First American Data & Analytics Chief Information Officer Calvin Powell shared his thoughts last quarter on the evolution of data extraction technology and how that evolution is fueling the next generation of title and escrow automation. It’s true that machine learning (ML) and artificial intelligence (AI) have changed the way real estate data providers in our industry do business and expedite the time it takes to provide updated and searchable document images to the market. So much so that First American Data & Analytics has become the industry leader leveraging these techniques and continues to do so while innovating along the way.
We recently sat down with Prabhu Narsina, who manages Data Technologies and Data Science in Calvin’s group, to delve further into this topic and are excited to share just how First American Data & Analytics uses AI and ML in extracting information today, how the process used to be completed, and how the people behind the process are the most valued resource.

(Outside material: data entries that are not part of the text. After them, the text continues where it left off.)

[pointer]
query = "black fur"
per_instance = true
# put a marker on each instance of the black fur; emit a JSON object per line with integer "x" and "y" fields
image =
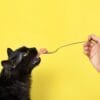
{"x": 15, "y": 76}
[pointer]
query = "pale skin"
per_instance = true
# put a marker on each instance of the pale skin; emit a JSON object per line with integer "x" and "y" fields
{"x": 92, "y": 51}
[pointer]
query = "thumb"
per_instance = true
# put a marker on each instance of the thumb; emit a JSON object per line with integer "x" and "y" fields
{"x": 94, "y": 38}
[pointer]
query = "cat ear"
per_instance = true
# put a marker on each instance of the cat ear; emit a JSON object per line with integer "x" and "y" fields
{"x": 5, "y": 63}
{"x": 9, "y": 52}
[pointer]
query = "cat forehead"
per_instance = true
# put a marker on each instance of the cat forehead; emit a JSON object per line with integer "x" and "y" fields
{"x": 22, "y": 49}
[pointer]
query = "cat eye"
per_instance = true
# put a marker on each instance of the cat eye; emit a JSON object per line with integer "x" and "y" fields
{"x": 26, "y": 54}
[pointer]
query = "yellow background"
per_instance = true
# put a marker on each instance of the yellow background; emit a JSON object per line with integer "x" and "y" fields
{"x": 68, "y": 74}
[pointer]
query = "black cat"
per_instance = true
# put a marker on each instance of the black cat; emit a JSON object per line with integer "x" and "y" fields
{"x": 15, "y": 76}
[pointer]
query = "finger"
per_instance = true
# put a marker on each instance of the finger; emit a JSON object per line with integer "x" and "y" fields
{"x": 94, "y": 38}
{"x": 87, "y": 53}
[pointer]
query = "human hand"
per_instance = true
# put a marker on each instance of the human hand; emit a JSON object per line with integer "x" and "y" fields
{"x": 92, "y": 50}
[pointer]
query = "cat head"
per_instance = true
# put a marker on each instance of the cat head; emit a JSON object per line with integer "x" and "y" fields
{"x": 22, "y": 60}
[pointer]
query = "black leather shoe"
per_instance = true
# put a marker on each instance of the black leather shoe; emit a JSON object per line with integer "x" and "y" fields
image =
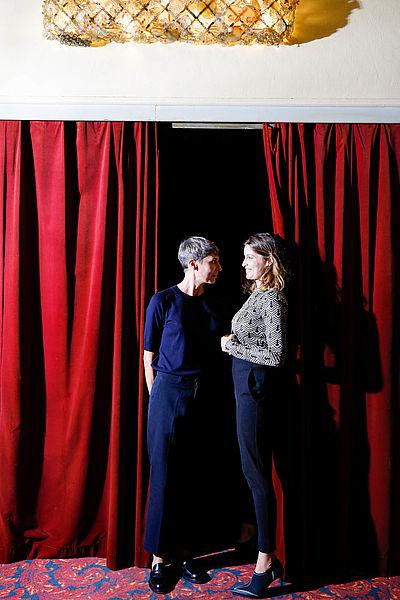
{"x": 192, "y": 572}
{"x": 260, "y": 582}
{"x": 158, "y": 580}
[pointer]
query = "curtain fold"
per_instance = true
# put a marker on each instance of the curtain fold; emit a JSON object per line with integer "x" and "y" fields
{"x": 335, "y": 195}
{"x": 79, "y": 216}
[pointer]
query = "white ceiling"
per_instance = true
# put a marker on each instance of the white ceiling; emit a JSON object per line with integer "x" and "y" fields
{"x": 345, "y": 66}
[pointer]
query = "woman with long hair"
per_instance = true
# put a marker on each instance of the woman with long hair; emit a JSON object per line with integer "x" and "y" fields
{"x": 258, "y": 348}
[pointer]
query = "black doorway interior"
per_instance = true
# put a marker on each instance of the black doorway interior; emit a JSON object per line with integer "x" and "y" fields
{"x": 213, "y": 183}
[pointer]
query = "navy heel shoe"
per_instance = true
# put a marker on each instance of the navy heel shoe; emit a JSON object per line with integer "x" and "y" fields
{"x": 260, "y": 582}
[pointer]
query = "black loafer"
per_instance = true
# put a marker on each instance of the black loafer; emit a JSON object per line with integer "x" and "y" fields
{"x": 158, "y": 580}
{"x": 193, "y": 573}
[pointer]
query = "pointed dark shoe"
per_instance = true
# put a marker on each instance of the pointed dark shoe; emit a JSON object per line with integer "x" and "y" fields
{"x": 260, "y": 582}
{"x": 159, "y": 581}
{"x": 192, "y": 572}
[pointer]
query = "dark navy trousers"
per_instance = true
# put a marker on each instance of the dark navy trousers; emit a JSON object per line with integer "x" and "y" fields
{"x": 256, "y": 391}
{"x": 169, "y": 442}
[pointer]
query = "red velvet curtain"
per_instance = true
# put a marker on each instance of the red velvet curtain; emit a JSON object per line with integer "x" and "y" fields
{"x": 335, "y": 196}
{"x": 78, "y": 265}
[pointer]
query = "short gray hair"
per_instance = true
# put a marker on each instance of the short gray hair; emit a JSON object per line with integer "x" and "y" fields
{"x": 195, "y": 248}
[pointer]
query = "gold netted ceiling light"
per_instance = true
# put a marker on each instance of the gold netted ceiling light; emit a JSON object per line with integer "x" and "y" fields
{"x": 226, "y": 22}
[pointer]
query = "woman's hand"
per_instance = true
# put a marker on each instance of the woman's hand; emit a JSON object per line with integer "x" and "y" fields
{"x": 224, "y": 339}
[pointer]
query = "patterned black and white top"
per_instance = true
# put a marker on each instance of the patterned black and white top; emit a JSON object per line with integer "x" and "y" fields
{"x": 259, "y": 328}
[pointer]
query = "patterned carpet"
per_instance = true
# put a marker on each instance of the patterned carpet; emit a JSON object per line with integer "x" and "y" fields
{"x": 90, "y": 579}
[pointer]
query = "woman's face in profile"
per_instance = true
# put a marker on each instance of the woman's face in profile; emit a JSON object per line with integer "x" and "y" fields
{"x": 253, "y": 263}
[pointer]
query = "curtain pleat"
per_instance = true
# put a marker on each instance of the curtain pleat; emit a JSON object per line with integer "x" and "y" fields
{"x": 334, "y": 191}
{"x": 79, "y": 214}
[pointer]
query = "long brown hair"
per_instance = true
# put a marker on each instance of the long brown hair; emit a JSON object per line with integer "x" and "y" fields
{"x": 268, "y": 246}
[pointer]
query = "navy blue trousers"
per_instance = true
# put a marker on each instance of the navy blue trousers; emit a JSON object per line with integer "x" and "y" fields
{"x": 256, "y": 391}
{"x": 170, "y": 444}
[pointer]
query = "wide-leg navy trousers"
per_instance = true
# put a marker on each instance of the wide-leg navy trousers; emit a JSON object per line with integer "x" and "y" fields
{"x": 172, "y": 399}
{"x": 256, "y": 391}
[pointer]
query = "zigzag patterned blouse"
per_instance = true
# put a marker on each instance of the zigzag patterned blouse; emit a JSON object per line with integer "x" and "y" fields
{"x": 259, "y": 328}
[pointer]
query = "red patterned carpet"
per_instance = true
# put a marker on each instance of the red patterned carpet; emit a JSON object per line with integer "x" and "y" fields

Q: First American Data & Analytics maintains the industry’s largest repository of document images: more than 8 billion and growing. We understand the information on these images and documents is searchable. What is involved in extracting this information and turning into a usable format?
A: Before we can dive into that question, we want to set the foundation for understanding. We are talking about unstructured documents - images of documents like deeds, mortgage, assignments, foreclosures, etc. The average county probably has about 1,000 different types of documents that it records. These documents vary from county to county across the United States. First American Data & Analytics collects all these document types from more than 2,000 counties; this means we are taking in and processing somewhere between 200,000 and 300,000 new documents every day, with each document ranging from one page to hundreds of pages.
The quality of documents is also different. Some documents could be a day old and in pristine condition, while others could date back to the 1890s. If it’s the latter, the document images may be very low quality and might have handwritten information, stamps, and/or watermarks that must be captured. Or they could be scanned tilted, vertical, horizontal, folded, reversed, etc.
Knowing that is what we collect, how does First American Data & Analytics make the data on these images usable? By that we mean, how do we turn images into text so they can be read by automated tools and searched? This has been an evolutionary process that has gone on for more than a decade. During the last five or six years, artificial intelligence (AI) and machine learning (ML) have transformed and accelerated this process.
Q: Can you walk us through how it was done before AI, and how it has progressed?
A: Historically, First American Data & Analytics and other major data providers captured critical real estate information manually using double-key and verify processes. This was just what it sounds like: two processors would each enter the same information and the result would be compared using software that identified the differences. This was the process because it worked well with documents that were challenging to early Optical Character Recognition (OCR) technology, such as forms with handwriting on them. But it was expensive and slow.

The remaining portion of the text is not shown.